Manager, Regulatory Affairs for Chemistry Manufacturing & Controls (CMC)
About The Position
The Manager, Regulatory Affairs for Chemistry Manufacturing & Controls (CMC) - Biologics Product Lead, works with internal and external partners in order to deliver products to patients. Prepares CMC regulatory strategies that enable first pass approvals under limited management supervision. Develops and manages content strategy for regulatory submissions, including INDs/CTAs and amendments, new market applications and supplements/variations with limited management supervision.
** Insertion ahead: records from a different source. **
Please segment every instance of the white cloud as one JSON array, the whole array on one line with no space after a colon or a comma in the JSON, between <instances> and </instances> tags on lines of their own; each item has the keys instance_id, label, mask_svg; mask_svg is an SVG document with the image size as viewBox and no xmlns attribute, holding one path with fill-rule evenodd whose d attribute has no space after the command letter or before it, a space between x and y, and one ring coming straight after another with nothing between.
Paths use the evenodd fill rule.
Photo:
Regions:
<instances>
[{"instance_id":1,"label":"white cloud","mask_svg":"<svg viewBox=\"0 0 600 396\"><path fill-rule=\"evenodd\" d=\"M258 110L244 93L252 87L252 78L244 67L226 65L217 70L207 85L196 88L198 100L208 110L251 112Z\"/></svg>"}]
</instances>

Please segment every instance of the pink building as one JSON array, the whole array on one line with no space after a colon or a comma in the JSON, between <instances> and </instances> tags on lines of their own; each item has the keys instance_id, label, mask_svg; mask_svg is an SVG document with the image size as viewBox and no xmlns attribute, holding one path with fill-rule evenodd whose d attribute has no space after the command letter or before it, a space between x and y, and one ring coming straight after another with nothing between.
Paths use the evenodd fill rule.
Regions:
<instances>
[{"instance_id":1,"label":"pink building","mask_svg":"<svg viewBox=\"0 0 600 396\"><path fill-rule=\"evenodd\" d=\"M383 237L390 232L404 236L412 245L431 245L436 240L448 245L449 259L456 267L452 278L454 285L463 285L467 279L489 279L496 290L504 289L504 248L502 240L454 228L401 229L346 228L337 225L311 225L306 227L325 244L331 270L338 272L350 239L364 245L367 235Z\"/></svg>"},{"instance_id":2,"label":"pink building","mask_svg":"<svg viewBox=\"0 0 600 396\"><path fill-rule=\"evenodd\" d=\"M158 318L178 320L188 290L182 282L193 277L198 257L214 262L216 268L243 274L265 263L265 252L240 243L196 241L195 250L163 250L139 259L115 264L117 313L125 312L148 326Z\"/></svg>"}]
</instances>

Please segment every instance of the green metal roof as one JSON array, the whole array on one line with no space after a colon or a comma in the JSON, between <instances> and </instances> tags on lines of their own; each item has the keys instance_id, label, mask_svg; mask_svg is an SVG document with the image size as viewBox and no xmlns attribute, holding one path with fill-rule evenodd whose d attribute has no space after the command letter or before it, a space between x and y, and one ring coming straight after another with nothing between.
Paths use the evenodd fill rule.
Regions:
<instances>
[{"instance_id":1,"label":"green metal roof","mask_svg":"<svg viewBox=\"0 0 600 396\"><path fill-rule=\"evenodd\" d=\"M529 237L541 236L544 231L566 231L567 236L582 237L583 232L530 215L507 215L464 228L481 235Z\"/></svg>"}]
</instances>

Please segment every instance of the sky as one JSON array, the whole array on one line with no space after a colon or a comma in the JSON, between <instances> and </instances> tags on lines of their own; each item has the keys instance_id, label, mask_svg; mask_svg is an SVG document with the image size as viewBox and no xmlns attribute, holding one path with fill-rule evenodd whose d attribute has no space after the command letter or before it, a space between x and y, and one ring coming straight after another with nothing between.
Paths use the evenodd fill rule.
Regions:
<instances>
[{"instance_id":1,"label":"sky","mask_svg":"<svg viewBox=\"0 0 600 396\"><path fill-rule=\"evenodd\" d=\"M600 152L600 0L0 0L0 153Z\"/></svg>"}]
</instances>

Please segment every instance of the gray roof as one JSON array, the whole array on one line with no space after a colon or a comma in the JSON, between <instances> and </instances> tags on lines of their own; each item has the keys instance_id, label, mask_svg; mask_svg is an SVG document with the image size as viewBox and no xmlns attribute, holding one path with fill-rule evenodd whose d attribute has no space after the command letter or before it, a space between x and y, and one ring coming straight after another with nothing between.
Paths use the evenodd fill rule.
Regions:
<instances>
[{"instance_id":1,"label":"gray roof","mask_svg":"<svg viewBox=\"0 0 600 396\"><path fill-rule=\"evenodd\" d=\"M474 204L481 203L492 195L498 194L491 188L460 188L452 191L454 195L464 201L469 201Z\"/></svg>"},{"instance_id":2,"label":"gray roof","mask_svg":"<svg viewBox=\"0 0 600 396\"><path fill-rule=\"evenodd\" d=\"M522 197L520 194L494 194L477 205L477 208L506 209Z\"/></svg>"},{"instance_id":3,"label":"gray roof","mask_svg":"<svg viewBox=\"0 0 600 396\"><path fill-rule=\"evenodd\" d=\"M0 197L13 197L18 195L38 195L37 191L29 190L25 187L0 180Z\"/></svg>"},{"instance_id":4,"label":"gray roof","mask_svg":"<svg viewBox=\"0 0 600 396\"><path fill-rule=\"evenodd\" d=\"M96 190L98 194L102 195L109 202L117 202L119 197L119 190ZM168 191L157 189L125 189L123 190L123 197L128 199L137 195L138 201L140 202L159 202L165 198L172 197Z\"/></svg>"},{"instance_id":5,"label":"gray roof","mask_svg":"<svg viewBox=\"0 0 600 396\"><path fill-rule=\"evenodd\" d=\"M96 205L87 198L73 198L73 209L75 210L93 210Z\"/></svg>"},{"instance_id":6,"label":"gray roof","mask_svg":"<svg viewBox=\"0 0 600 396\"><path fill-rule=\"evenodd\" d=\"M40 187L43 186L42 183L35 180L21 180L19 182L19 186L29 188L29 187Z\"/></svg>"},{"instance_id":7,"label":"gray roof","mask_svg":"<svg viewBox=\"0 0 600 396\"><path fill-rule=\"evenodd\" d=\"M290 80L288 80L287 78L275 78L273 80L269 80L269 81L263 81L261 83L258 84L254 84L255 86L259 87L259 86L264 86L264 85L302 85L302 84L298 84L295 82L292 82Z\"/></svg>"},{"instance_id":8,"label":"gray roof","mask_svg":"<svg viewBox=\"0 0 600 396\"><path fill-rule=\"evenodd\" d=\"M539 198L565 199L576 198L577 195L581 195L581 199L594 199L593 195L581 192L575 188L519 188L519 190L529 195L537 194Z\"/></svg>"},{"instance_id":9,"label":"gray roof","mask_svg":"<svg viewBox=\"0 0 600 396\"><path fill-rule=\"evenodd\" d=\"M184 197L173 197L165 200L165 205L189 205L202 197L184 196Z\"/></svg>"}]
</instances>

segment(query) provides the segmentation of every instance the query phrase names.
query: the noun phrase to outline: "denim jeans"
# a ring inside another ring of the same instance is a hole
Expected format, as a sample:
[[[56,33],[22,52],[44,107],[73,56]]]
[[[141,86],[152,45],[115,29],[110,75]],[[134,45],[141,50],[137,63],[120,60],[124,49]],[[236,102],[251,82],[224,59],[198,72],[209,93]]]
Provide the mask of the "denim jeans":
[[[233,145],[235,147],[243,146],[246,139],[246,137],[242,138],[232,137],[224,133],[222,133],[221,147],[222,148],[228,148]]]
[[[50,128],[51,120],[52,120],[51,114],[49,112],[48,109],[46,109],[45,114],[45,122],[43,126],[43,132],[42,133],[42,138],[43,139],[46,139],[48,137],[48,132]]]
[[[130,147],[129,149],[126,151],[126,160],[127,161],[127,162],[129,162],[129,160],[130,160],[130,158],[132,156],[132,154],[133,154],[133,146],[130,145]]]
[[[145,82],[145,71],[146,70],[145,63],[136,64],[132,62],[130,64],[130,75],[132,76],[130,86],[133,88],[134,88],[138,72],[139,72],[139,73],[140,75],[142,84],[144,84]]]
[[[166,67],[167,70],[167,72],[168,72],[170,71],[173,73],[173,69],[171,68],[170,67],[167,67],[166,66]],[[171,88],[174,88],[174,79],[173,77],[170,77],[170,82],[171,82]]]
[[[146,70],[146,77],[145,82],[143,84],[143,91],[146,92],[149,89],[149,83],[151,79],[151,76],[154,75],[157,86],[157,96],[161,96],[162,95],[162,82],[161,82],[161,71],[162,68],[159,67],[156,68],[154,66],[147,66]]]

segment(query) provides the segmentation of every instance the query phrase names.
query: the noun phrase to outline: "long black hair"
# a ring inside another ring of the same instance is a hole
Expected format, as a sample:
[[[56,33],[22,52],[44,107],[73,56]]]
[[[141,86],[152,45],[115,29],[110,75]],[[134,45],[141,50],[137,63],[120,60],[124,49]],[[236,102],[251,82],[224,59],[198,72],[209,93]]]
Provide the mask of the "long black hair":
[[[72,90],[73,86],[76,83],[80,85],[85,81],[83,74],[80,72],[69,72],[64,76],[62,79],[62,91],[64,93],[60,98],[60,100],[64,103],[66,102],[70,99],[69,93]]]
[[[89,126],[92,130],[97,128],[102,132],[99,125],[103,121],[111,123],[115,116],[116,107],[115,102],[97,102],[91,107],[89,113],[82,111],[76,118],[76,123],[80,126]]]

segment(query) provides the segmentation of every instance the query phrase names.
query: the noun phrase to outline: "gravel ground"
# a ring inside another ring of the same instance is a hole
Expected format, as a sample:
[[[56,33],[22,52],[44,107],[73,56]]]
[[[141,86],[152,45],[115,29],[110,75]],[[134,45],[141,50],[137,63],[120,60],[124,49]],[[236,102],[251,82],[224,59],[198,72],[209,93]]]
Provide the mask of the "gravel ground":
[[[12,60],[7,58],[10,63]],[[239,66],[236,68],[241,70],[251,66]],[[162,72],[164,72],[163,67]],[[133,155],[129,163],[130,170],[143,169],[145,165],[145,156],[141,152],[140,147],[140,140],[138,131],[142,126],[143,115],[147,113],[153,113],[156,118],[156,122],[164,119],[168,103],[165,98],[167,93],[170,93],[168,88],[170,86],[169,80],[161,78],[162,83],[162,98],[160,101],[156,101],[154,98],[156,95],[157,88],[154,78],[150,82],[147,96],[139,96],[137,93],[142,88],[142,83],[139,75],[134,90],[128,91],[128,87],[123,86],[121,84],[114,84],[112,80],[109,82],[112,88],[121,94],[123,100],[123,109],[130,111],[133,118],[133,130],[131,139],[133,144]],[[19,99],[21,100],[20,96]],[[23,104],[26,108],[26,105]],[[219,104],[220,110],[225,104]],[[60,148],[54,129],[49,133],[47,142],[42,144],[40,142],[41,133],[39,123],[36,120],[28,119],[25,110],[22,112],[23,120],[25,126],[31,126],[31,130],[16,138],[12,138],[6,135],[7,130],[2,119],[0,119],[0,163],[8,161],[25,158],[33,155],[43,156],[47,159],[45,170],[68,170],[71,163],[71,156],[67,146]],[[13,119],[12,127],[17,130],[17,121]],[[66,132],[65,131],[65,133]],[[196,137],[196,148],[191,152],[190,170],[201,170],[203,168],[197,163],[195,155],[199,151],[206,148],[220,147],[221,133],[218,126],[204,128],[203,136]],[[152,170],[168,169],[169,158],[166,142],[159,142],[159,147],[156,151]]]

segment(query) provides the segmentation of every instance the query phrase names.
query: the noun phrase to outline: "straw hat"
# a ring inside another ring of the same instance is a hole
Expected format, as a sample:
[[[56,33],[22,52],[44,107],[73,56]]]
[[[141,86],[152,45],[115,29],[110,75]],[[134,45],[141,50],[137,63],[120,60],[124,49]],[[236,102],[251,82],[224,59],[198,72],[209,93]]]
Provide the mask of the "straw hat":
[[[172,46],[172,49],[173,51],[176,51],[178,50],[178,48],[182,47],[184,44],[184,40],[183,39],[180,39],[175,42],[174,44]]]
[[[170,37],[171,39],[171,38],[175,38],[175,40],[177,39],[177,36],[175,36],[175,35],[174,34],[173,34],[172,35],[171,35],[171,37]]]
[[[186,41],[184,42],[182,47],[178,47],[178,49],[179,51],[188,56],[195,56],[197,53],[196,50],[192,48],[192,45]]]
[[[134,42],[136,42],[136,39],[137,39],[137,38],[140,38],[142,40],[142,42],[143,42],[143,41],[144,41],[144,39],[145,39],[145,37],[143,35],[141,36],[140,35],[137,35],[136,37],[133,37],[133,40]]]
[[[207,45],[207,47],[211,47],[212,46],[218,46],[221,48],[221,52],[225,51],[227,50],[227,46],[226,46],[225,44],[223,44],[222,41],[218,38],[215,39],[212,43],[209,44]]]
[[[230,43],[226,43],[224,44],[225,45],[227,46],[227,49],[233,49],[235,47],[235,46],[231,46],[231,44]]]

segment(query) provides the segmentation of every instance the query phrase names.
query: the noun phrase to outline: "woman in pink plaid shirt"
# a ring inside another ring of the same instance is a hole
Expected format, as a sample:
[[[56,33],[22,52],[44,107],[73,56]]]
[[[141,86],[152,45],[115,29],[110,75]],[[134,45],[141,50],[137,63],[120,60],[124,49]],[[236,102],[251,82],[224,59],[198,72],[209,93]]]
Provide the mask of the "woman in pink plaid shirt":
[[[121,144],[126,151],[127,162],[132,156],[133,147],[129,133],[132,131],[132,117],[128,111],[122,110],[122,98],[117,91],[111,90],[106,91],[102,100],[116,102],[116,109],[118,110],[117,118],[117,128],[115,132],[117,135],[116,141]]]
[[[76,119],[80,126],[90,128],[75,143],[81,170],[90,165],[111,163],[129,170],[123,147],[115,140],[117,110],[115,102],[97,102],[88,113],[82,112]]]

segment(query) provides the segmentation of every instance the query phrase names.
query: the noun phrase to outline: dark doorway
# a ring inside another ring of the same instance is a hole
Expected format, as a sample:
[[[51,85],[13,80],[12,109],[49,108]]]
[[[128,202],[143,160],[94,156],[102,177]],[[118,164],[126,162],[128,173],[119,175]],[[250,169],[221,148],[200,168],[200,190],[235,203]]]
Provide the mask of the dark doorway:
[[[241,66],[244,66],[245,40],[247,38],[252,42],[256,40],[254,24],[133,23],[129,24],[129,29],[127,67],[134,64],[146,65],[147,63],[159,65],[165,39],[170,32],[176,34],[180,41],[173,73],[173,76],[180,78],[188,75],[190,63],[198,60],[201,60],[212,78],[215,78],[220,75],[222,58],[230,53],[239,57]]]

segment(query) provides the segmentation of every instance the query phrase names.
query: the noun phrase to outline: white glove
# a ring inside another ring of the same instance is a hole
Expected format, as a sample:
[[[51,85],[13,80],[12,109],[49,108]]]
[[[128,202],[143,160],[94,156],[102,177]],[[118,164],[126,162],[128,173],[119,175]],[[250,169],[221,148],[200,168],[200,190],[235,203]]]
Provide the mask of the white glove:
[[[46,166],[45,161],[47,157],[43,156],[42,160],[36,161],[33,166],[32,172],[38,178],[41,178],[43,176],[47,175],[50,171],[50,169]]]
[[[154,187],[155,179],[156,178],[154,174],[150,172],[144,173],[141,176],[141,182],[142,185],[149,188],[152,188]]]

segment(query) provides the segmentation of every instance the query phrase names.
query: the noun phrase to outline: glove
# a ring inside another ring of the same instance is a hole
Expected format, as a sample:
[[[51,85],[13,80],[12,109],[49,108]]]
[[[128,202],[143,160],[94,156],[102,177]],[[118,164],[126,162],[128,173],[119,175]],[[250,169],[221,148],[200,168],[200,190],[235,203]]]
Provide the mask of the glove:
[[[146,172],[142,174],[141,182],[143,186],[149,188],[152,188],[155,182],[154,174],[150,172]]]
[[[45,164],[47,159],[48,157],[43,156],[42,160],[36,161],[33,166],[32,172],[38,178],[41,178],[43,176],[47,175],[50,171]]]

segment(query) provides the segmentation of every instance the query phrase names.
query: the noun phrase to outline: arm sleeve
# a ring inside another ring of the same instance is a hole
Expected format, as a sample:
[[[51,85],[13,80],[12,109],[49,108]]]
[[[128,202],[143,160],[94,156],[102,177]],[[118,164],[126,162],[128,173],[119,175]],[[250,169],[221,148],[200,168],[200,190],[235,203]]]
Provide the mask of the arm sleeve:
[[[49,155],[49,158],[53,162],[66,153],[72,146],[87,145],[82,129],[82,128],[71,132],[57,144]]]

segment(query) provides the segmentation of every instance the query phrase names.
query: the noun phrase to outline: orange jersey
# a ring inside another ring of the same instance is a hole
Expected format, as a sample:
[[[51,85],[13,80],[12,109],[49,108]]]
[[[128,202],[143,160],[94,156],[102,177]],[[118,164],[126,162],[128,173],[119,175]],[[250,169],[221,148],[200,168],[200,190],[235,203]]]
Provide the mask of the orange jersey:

Builds and maintain relationships within the Regulatory Affairs functional areas and the Operations and Research & Development (R&D) organizations. Represents RA CMC on product development and life-cycle management teams to negotiate, influence, and provide strategic advice to peers in RA, R&D, and Operations.
Requirements
- Bachelor’s degree in pharmacy, biology, chemistry, pharmacology, engineering or related subject.
- 6 years’ biopharmaceutical or related industry experience.
- Experience working in a complex and matrix environment.
- Strong oral and written communication skills.
Nice To Haves
- Relevant advanced degree preferred.
- Certification a plus.
- 6 years biopharmaceutical RA, R&D or Operations experience including 3 years in regulatory affairs.
Responsibilities
- Prepares CMC regulatory product strategies with limited supervision.
- Prepares regulatory submissions, including new IND/CTA applications and amendments, renewals, annual reports, supplements and variations under limited supervision.
- Analyzes and interprets information that impacts regulatory decisions. Seeks expert advice and technical support as required for strategies and submissions.
- Reviews and revises regulatory submission documentation to effectively present data and strategy to regulatory agencies under limited supervision.
- Responds to global regulatory information requests under limited supervision.
- Develop strategies for CMC-related agency interactions and manage preparation of agency meeting requests and information packages, under limited supervision.
- Manage products and change control with an understanding of regulations, agency guidance and company policies and procedures with limited supervision. Analyzes and approves manufacturing change records with limited supervision.
- Represents CMC regulatory affairs on teams such as the product development, Global Regulatory Product Teams and Operations Product Teams, for assigned projects; negotiates with and influences team members with support of management to maximize chances for first pass approval of regulatory submissions and stays abreast of regulatory procedures and changes in the external regulatory environment.
- Analyzes legislation, regulation and guidance and provides analysis to the organization under limited supervision.
- Contributes to creation of white papers and policies to illustrate current regulatory thinking under supervision of manager. Participates in initiatives internal to RA CMC.
- May act as a formal or informal mentor to others.
Benefits
- paid time off (vacation, holidays, sick)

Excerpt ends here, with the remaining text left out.